I spent a lot of time working on the project. I dug up hours of film, video, TV, and radio material of John and Paul—so that Aidan and Jared could immerse themselves in the characters they were portraying. Much of the material was rare. What I especially wanted to give them were tapes of John and Paul talking, when they were not "on"—but being themselves—as they obviously would be when the two of them were together, without others around. We also spent hours discussing their characters and the dynamic of their relationship [...] Aidan and Jared were incredibly hard-working. They took their work very seriously. Neither of them planned to be impersonating their characters. They wanted to capture the essence of them more than anything.
In a 2008 interview with Evi-Dance Radio (Toronto), cast member Derek Aasland said:The project just had all the right elements. It was the script, it was so very good. The smaller roles were written with heart. The stars, the director, and the subject matter of Lennon and McCartney. Fantastic. I am not ashamed to say I fought to be involved on this as I was shooting another picture at the time. Lucky for me Michael Lindsay-Hogg was keen to have me, and so all the producers just made it work. It was a deliciously memorable shoot just listening to Michael Lindsay-Hogg tell his personal stories of the Beatles. I was really thankful to be involved on this.

===Paul McCartney===
To further prepare for the role of Paul McCartney, Aidan Quinn traveled to Liverpool with actor Ian Hart (who had portrayed John Lennon twice, in the 1991 film The Hours and Times, and again in the 1994 film Backbeat). While there, he visited a number of places, including McCartney's childhood home.

Quinn discussed McCartney's reaction to the film in an April 2004 interview: "Just after I finished the film, I went on holiday and Paul McCartney was staying at the same place. I met him and we became quite friendly. Later, he saw the film and fortunately he liked it. It would have been terrible if he'd hated it."

===Soundtrack===
The original soundtrack by David Schwartz does not include any songs by the Beatles because "the producers could not get clearance from the notoriously difficult copyright holders, a company owned by Michael Jackson." Critic Jim DeRogatis notes that, "the movie was over before it struck me that the soundtrack was devoid of any Beatles songs [...] Such is our saturation in all things Beatles-related that their actual music isn't even missed in the movie. And maybe that should tell us something about getting back to what really matters in this group's legacy."

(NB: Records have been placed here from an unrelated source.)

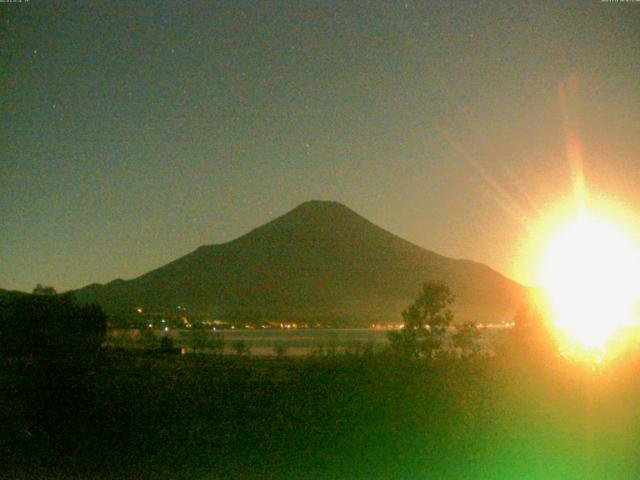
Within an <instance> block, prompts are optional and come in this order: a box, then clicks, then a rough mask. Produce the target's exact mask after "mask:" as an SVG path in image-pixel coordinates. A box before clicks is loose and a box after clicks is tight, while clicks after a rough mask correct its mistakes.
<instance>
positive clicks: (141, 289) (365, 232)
mask: <svg viewBox="0 0 640 480" xmlns="http://www.w3.org/2000/svg"><path fill="white" fill-rule="evenodd" d="M428 280H439V281H444V282H446V283H447V284H448V285H450V287H451V289H452V291H453V292H454V294H455V295H456V302H455V305H454V312H455V313H456V318H457V319H459V320H466V319H470V320H474V321H481V322H489V321H491V322H498V321H509V320H511V319H512V318H513V315H514V313H515V311H516V310H517V308H518V307H519V306H520V305H521V304H522V303H523V302H524V301H525V297H526V295H527V293H526V292H527V290H526V288H524V287H523V286H521V285H519V284H517V283H515V282H513V281H511V280H509V279H508V278H506V277H504V276H503V275H501V274H499V273H498V272H496V271H494V270H492V269H490V268H489V267H487V266H485V265H482V264H480V263H476V262H472V261H468V260H455V259H451V258H447V257H444V256H441V255H438V254H436V253H434V252H431V251H428V250H425V249H423V248H420V247H418V246H416V245H414V244H412V243H410V242H408V241H406V240H403V239H401V238H400V237H397V236H396V235H393V234H392V233H390V232H387V231H386V230H384V229H382V228H380V227H378V226H376V225H374V224H373V223H371V222H369V221H368V220H366V219H365V218H363V217H361V216H360V215H358V214H357V213H355V212H354V211H352V210H351V209H349V208H347V207H346V206H344V205H342V204H340V203H337V202H327V201H310V202H305V203H303V204H301V205H299V206H298V207H296V208H295V209H293V210H292V211H290V212H288V213H286V214H284V215H282V216H281V217H278V218H276V219H275V220H273V221H271V222H269V223H267V224H265V225H262V226H260V227H258V228H256V229H254V230H252V231H250V232H249V233H247V234H245V235H243V236H241V237H239V238H237V239H235V240H233V241H230V242H228V243H224V244H219V245H206V246H202V247H200V248H198V249H196V250H195V251H194V252H192V253H189V254H187V255H185V256H183V257H181V258H178V259H177V260H175V261H173V262H171V263H168V264H167V265H164V266H162V267H160V268H157V269H155V270H152V271H150V272H148V273H146V274H144V275H142V276H140V277H138V278H135V279H132V280H128V281H125V280H121V279H118V280H115V281H113V282H110V283H108V284H105V285H99V284H93V285H89V286H87V287H84V288H82V289H80V290H77V291H76V295H77V296H78V298H79V299H80V300H82V301H87V302H96V303H98V304H99V305H101V306H102V307H103V308H105V309H106V310H107V311H111V312H132V311H133V310H134V309H135V308H137V307H143V308H145V309H146V310H147V311H154V312H176V309H177V306H179V305H180V306H186V307H187V311H188V312H190V313H195V314H206V315H211V316H213V317H216V318H220V319H235V320H242V319H249V320H250V319H262V320H265V321H269V320H271V321H297V322H309V323H324V324H333V325H337V326H356V325H369V324H371V323H380V322H399V321H400V319H401V316H400V312H401V311H402V309H403V308H405V307H406V306H407V305H408V304H409V303H410V302H411V301H412V300H413V298H414V297H415V295H416V293H417V292H418V290H419V288H420V286H421V285H422V283H424V282H425V281H428Z"/></svg>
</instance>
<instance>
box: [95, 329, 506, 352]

Critic Kevin Thompson further argues:

Lauren Zalaznick, VH1's senior vice president of original programming and development, notes, 'This movie is all about two souls, arguably the most famous musicians of our time. It's not an excuse for a Beatles hit parade.' Well, VH1 tried to get the rights to some Beatles songs, but wasn't successful. The songs weren't necessary, however. On the surface, Two of Us is about a long overdue meeting between two music industry icons. Look deeper and the film is really about friendship and loss.